Ndewere was fired in June last year after a Tribunal set up to inquire into her suitability to hold a judicial office recommended that she be removed from the bench for gross incompetence.

A three-member Tribunal led by retired judge Justice Simbi Mubako, made recommendations for the judge's removal from the esteemed bench after a fully contested Tribunal hearing.

She was accused of gross misconduct in the performance of her duties, including failure to clear her workload in reasonable time and failure to properly study the file on a thief's conviction and sentence when she set aside a jail term.

In this case, Ndewere is challenging the High Court decision that dismissed her application for an order declaring her referral to the Tribunal without being subjected to internal disciplinary processes unlawful as it was in contravention of Statutory 107 of 2012.

Justice Sunsley Zisengwe declined her case, ruling that the Judicial Service Commission acted lawfully by referring her to the Tribunal.

A three-judge panel of Justices Lavender Makoni, Nicholas Mathonsi and Samuel Kudya yesterday heard the appeal and reserved judgment after hearing submissions from both parties' legal counsel.

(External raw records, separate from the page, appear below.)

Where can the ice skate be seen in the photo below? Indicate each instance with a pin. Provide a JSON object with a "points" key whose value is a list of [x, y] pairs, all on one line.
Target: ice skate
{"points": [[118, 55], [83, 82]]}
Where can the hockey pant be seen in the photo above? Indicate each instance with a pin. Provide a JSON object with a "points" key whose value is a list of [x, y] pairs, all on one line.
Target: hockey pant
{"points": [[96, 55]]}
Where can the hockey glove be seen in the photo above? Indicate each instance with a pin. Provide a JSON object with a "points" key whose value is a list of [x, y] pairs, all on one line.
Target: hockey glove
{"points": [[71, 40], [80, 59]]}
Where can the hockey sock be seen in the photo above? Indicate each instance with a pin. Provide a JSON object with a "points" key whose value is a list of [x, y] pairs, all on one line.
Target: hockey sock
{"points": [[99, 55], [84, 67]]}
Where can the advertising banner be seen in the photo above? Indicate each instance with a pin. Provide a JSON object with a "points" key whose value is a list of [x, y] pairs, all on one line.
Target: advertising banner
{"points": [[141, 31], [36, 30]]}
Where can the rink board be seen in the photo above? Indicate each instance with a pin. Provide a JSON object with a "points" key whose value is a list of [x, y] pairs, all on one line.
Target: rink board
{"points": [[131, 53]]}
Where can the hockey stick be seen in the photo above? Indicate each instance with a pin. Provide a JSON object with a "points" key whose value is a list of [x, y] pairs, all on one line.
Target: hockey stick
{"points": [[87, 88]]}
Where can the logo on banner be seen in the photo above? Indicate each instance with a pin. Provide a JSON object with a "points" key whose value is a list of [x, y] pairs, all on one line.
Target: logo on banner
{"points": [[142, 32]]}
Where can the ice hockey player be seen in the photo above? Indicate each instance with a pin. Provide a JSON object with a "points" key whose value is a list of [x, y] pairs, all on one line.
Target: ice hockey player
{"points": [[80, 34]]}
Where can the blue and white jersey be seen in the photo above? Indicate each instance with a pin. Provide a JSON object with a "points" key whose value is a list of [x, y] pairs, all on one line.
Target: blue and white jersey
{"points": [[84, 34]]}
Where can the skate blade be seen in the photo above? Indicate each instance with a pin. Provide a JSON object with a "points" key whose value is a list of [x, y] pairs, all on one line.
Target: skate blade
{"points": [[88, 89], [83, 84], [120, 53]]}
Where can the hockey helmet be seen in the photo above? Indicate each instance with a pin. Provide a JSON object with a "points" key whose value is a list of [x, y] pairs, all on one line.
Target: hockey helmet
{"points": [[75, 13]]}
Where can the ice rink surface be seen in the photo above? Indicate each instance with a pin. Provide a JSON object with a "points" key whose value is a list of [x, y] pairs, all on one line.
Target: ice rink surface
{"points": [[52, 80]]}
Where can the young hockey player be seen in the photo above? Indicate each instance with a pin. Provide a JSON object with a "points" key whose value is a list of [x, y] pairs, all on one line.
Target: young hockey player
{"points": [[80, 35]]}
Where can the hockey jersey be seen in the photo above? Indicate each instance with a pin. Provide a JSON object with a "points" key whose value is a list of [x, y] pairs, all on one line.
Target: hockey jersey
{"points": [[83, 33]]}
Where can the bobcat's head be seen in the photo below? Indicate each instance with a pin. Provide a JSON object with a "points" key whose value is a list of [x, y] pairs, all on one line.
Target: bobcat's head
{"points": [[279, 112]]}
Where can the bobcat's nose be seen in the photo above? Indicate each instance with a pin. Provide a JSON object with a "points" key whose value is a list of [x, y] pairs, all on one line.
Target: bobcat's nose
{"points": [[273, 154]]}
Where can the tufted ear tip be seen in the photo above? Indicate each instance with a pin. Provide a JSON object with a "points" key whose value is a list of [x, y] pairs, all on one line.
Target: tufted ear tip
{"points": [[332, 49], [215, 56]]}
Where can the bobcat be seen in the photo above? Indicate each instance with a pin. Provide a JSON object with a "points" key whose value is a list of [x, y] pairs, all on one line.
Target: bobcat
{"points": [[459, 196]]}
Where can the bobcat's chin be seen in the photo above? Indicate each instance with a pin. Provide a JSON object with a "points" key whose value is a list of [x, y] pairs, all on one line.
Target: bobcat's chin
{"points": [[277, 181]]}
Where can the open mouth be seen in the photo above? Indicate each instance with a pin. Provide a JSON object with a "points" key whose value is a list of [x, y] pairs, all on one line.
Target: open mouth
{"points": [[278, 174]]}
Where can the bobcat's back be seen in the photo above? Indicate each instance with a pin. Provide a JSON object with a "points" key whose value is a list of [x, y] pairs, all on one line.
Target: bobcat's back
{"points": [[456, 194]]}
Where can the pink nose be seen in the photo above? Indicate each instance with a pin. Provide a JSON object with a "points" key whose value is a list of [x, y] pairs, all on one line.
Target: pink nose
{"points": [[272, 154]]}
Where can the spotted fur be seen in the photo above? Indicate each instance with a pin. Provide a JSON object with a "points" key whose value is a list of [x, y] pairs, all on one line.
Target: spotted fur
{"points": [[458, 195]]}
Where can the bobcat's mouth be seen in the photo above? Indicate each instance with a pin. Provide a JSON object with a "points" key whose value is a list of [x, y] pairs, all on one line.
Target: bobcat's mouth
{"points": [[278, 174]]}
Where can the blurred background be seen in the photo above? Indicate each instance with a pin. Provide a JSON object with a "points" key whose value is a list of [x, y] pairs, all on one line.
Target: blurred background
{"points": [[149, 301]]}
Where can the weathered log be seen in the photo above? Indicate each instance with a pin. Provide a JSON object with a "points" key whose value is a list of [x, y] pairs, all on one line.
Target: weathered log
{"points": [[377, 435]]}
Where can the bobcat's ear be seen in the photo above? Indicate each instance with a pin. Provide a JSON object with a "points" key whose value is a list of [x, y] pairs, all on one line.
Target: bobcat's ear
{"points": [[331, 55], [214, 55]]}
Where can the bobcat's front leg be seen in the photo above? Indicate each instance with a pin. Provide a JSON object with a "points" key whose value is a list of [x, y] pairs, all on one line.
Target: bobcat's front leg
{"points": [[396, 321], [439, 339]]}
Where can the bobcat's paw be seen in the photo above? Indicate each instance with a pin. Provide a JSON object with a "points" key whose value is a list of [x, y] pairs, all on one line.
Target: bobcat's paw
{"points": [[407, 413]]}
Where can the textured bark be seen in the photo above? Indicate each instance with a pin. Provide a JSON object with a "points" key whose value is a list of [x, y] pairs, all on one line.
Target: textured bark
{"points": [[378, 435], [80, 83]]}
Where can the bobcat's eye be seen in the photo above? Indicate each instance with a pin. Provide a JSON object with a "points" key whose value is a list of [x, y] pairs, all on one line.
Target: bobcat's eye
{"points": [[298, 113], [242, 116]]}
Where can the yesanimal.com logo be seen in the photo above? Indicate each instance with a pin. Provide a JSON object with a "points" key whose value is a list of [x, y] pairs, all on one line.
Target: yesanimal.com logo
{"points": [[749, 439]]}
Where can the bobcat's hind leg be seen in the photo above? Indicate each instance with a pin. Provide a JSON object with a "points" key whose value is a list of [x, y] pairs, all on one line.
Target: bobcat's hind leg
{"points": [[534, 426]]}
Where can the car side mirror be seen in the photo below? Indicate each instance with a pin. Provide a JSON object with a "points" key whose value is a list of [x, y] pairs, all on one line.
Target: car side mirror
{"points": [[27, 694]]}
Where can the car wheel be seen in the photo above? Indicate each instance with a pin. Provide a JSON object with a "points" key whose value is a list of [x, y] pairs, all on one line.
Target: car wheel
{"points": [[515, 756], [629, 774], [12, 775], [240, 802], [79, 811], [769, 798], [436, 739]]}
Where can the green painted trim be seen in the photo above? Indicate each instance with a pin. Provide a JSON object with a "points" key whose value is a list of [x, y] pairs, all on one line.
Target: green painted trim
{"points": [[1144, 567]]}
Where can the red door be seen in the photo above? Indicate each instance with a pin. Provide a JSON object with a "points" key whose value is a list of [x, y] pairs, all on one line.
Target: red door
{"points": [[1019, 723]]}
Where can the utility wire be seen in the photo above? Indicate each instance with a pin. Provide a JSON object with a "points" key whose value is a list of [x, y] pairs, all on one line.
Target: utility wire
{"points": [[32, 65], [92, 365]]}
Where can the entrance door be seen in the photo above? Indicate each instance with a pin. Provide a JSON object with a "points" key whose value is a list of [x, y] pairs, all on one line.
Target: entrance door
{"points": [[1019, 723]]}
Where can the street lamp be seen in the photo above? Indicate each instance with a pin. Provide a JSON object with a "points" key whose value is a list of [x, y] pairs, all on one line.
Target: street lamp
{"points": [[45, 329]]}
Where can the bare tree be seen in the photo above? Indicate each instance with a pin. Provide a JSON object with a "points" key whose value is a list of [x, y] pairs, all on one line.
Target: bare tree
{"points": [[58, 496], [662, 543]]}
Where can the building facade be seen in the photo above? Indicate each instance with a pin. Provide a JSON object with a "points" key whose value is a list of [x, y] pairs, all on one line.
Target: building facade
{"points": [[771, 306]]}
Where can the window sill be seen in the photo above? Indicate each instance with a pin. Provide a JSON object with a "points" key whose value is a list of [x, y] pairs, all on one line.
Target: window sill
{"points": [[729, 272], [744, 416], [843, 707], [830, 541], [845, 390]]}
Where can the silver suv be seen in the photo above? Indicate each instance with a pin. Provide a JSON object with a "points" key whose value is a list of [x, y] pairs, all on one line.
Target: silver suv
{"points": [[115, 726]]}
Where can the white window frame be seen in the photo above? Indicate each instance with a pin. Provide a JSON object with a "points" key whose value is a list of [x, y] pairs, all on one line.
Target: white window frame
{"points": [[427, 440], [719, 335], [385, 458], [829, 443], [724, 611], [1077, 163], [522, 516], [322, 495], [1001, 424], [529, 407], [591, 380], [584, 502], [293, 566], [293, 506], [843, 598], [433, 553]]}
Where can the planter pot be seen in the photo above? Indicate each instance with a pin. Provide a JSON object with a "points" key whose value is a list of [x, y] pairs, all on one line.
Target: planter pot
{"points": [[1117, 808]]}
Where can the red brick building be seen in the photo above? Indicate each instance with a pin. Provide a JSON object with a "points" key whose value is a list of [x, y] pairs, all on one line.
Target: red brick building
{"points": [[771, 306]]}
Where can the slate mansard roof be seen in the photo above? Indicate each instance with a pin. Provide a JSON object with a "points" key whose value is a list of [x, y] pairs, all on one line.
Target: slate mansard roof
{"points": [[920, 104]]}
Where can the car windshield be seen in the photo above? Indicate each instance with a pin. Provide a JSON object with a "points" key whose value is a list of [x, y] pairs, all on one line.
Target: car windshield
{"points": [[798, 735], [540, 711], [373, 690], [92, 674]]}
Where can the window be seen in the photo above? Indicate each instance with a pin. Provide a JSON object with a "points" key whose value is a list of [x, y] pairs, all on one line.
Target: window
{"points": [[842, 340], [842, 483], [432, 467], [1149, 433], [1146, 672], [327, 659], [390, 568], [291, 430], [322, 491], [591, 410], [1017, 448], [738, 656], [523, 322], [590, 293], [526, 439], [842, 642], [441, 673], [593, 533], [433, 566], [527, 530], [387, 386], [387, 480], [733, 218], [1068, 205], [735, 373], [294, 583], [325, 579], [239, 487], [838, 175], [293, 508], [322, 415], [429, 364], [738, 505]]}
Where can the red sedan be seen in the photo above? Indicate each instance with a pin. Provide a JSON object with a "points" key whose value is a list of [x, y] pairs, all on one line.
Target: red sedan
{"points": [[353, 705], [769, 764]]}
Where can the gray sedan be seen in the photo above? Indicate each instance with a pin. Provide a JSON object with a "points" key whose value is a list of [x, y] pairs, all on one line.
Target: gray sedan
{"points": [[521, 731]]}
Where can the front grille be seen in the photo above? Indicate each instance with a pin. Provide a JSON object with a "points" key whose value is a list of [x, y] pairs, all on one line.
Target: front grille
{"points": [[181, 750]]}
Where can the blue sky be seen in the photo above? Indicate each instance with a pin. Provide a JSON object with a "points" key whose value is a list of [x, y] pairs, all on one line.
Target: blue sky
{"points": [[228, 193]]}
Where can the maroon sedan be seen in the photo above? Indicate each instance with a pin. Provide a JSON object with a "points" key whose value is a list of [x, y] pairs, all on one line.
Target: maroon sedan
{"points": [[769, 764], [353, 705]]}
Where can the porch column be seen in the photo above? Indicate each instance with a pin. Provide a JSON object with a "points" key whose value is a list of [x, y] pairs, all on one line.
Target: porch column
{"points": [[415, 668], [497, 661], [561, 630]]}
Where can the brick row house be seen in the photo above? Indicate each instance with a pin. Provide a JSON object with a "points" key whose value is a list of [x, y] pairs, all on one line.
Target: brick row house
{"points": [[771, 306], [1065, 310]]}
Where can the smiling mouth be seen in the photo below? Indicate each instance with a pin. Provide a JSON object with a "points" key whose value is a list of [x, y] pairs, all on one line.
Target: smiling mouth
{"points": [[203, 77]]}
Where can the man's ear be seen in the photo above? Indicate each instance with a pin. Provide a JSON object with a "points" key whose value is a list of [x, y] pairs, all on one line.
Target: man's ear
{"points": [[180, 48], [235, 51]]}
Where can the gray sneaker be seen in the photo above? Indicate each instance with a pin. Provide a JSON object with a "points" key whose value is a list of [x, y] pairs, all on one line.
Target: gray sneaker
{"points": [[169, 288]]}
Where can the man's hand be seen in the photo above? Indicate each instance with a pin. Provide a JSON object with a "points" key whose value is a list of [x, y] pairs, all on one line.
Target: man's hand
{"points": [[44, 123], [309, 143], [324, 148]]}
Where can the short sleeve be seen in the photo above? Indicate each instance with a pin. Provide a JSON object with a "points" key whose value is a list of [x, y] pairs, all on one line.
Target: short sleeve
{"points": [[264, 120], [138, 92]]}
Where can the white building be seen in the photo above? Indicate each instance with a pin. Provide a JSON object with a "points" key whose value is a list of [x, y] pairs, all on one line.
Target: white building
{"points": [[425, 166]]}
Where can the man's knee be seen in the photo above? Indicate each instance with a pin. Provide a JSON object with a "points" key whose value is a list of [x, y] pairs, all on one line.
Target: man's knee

Through her lawyer, Ms Beatrice Mtetwa, Ndewere asked the superior court to declare that the referral to the tribunal was null and void in the absence of her case being first investigated in terms of the Judicial Code of Ethics as was done in former High Court judge, Francis Bere's case.

Bere was subjected to the Ethics Committee before his case was referred to the Tribunal. He was later sacked after the Tribunal recommended his removal from the bench for improper conduct.

Like an employment Code of Conduct, judges are entitled to have their case first investigated independently before referral to the JSC, which merely rubber stamps without conducting any investigations, argued Ms Mtetwa.

To this end, Ms Mtetwa argued that the High Court misdirected itself in placing reliance on section 187(3) of the Constitution.

She said the principle of subsidiarity required that Ndewere be subjected to internal disciplinary measures, according to the Judicial Service (Code of Ethics) regulations 2012.

 Both the Attorney-General and the JSC represented by Mr Mike Chimombe and Mr Addington Chinake vehemently opposed the appeal.

 They argued that the lower court;s decision was proper and could not be faulted. The court also heard that Ndewere compromised herself when she participated in the Tribunal proceedings when her appeal was still pending.

"We say it was impeachable conduct and in any event the matter is now moot.  She was removed from office already and JSC  acted properly because  they only followed the constitution and she refused to comment on charges," said Mr Chinake.